Cypriot savers have been queuing at cash machines – after waking up to the news that Brussels plans to enforce a levy of up to 10 percent on bank deposits as part of a bailout deal.
The Eurogroup and the International Monetary Fund (IMF) agreed a 10 billion euro rescue package for Cyprus, which is teetering on the edge of bankruptcy, late on March 15.
The deal includes a one-off levy on Cypriot bank deposits to raise six billion euros.
German Chancellor Angela Merkel, at the helm of the EU’s largest economy, explained why the radical measure makes sense: “We said: people who have their money in Cyprus’ banks have to contribute to saving Cyprus. So everyone who has more than 100,000 euros in his or her account will be taxed by almost 10 percent, by 9.9 percent.”

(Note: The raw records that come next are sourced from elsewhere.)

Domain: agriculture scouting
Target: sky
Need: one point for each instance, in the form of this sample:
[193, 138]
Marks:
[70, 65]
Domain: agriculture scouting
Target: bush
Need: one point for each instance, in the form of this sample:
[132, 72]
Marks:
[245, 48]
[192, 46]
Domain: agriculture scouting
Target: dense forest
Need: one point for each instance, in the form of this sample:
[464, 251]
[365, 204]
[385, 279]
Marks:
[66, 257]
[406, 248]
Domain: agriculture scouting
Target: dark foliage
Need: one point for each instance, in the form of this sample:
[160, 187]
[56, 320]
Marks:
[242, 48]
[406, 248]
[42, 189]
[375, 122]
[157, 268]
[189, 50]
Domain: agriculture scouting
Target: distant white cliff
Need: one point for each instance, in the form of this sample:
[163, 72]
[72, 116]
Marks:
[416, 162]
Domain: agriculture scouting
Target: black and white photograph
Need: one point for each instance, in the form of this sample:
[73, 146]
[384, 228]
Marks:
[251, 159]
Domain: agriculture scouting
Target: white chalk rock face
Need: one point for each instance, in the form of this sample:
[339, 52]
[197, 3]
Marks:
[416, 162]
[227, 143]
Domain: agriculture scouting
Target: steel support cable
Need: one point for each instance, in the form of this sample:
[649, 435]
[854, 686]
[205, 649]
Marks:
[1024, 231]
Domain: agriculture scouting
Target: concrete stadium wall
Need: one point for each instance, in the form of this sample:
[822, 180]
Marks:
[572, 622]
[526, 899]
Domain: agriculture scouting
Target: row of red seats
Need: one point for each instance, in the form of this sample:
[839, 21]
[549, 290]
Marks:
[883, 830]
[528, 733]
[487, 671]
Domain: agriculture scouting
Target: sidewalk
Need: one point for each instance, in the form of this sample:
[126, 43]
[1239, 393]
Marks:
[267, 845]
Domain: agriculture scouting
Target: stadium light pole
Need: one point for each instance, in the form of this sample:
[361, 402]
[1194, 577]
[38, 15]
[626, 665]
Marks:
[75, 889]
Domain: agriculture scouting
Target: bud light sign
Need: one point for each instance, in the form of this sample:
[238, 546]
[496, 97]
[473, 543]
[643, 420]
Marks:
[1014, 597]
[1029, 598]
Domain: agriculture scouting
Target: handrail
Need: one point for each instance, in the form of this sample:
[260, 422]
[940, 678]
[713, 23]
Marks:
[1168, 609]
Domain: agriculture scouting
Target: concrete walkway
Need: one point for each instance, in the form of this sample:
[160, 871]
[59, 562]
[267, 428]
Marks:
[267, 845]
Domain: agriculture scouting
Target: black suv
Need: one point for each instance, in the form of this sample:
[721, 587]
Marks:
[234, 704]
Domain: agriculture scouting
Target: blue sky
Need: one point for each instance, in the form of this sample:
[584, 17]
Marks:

Merkel added, “In so doing, the people responsible will contribute – not only tax payers from other countries. And that is correct in my opinion.”
There will also be a tax of 6.75 percent on smaller deposits.
The levy’s due to take effect on March 19, although the deal still has to be approved by the parliaments of several eurozone nations, including Cyprus.
The island nation, which has one of Europe’s smallest economies, is the fifth country to turn to the eurozone for aid during the region’s debt crisis. It follows Greece, Ireland, Portugal and Spain – which asked specifically for help for its banks.